A few of us reflected how much this immersion differed from the first ones, back in 2019. In my memory, the content was much more abstract, as in "living systems means X, Y and Z, and so we now much behave like that". In the intervening years, 4SD has had many experiences. So, now the content is much more "when we were doing A,B and C, we were trying to put into practice X, Y and Z from a living systems view".
We had moved from untested theories to stories. There were attempts to get to rules of thumb, but those all felt rather forced to me.
All this reminded me of how tacit knowledge develops (see here for a great summary). In short, you need cycles of experience and sense-making in order to codify.

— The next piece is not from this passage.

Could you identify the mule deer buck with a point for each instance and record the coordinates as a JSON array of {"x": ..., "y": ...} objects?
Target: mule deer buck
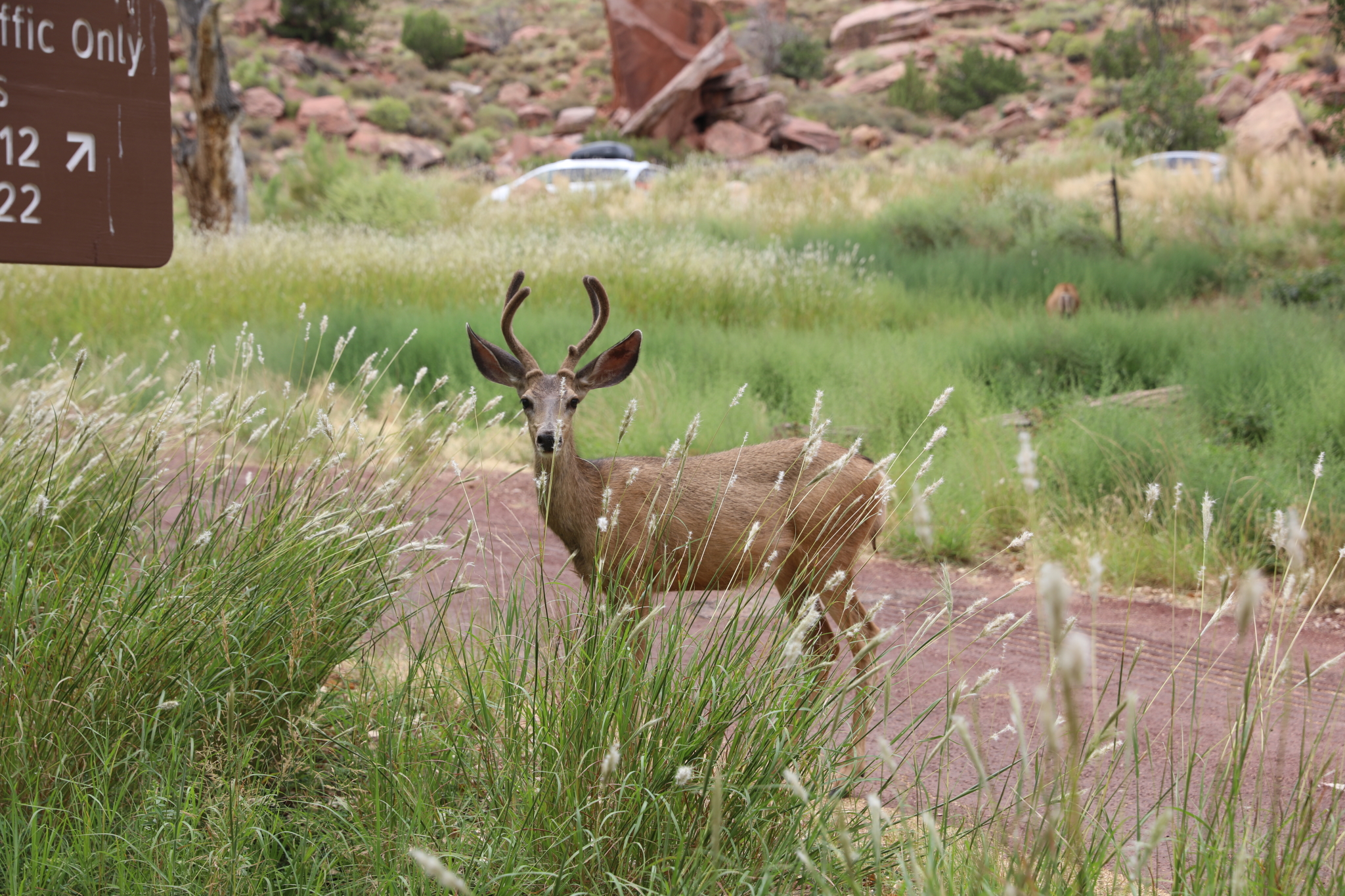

In early stages, as we are now with Living Systems Leadership, it is not yet possible to codify as rules, or even as rules of thumb. More in terms of stories that instruct, and embodied in people who convey through their actions.
Living Systems Leadership: a maturing niche, and prospective 'scenius'.
All of which points to seeing Living Systems leadership as a maturing niche, still outside the mainstream but getting ever-more ready for when the struggles there mean that there are windows of opportunity for change.
As is often the case, such a niche relies on a small number of people, often with a figurehead, who speak to each other in a special way which is different from the norm (because they are trying to do things which are not the current norm). So, it can look wishy-washy, like an ivory tower -- or like a cult. But that's a feature of developing as a niche, outside the mainstream.
The next stage is to keep developing. On the final day we spoke about that in terms of a community. But I wonder if Brian Eno's notion of a 'scenius' might be more useful. “Scenius stands for the intelligence and the intuition of a whole cultural scene. It is the communal form of the concept of the genius.” Eno's experiences were of the 1970s music scene which gave us Roxy Music, Bowie and so on.
According to Kevin Kelly's summary, "individuals immersed in a productive scenius will blossom and produce their best work. When buoyed by scenius, you act like genius. Your like-minded peers, and the entire environment inspire you." Also, such a community is nurtured by several factors: mutual appreciation; rapid exchange of tools and techniques; network effects of success; and a local tolerance for the novelties.
WHAT NEXT?
For me, participation in 4SD's community and trying to bring a living systems leadership approach into what I am doing.